Finały ATP World Tour: Federer nie mógł zagrać lepiej

Roger Federer uczył się tenisa w hali, w której zdobył 16 ze swoich 66 tytułów. Trzy z tych wywalczonych pod dachem to turnieje Masters. Także w Londynie nie dał sobie zabrać trofeum, nawet jeśli po drugiej stronie siatki stał Rafa Nadal.

- Jestem zachwycony sposobem, w jaki grałem przez cały tydzień - powiedział w niedzielę po finale (6:3, 3:6, 6:1) przeciw wielkiemu hiszpańskiemu rywalowi. - Wygrać Masters po raz piąty to coś niesamowitego, po raz trzeci w innym miejscu.

W opinii ekspertów Federer w drugiej połowie sezonu prezentuje być może najlepszy tenis w swojej karierze. - Jestem naprawdę zadowolony ze stylu, w jakim byłem w stanie zakończyć sezon, grając mój najlepszy tenis, rzeczywiście zachowując najlepsze na koniec - powiedział. - Grałem dużo, by przygotować się do tego jednego momentu. A pokonanie Rafy w finale jest szczególne z powodu roku, który on ma za sobą.


Roger Federer, 29 lat, wygrał 16 turniejów wielkoszlemowych (foto PAP/EPA)

O drugim secie, przegranym z Nadalem: - W gemie, w którym zostałem przełamany, praktycznie nie trafiałem pierwszego serwisu. Nie chcę powiedzieć, że oddałem tego gema. Ale Rafa jest wystarczająco dobry, by zabrać dla siebie co najmniej połowę punktów po drugich podaniach rywali, chyba że jesteś na fali i nie odczytuje twojego serwisu. W tym momencie był w meczu: wiedział o wadze sytuacji. Nawet jeśli straciłem seta, jestem zadowolony z tego, że byłem nastawiony pozytywnie przez cały mecz. To był bardzo wysoki poziom i nie wiem czy byłbym w stanie zagrać lepiej.
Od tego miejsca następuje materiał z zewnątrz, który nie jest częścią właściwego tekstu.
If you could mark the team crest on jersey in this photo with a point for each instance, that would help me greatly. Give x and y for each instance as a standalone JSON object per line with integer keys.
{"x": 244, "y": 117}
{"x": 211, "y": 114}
O odpływie energii z mającego za sobą ciężki półfinał Nadala nie było mowy nawet w trzeciej partii: - Bardzo szybko przełamałem go przy 4:1, kilkukrotnie bardzo dobrze returnując. Byłem w stanie wciąż grać ofensywnie, wymiany nie były aż tak długie: myślę, że to mogło sprawić, że był trochę sfrustrowany. Ale to też jest tenis halowy, na którym się wychowałem. Wierzyłem w swój plan od początku do końca. Od pierwszego pojedynku grupowego przeciw Ferrerowi, zawsze potrafiłem grać tak jak chciałem.

Od początku starał się być agresywny: - Miałem nadzieję, że czasami będę popełniał mniej błędów. Tak długo jak nie musiałem gonić wyniku, nie było powodu do paniki.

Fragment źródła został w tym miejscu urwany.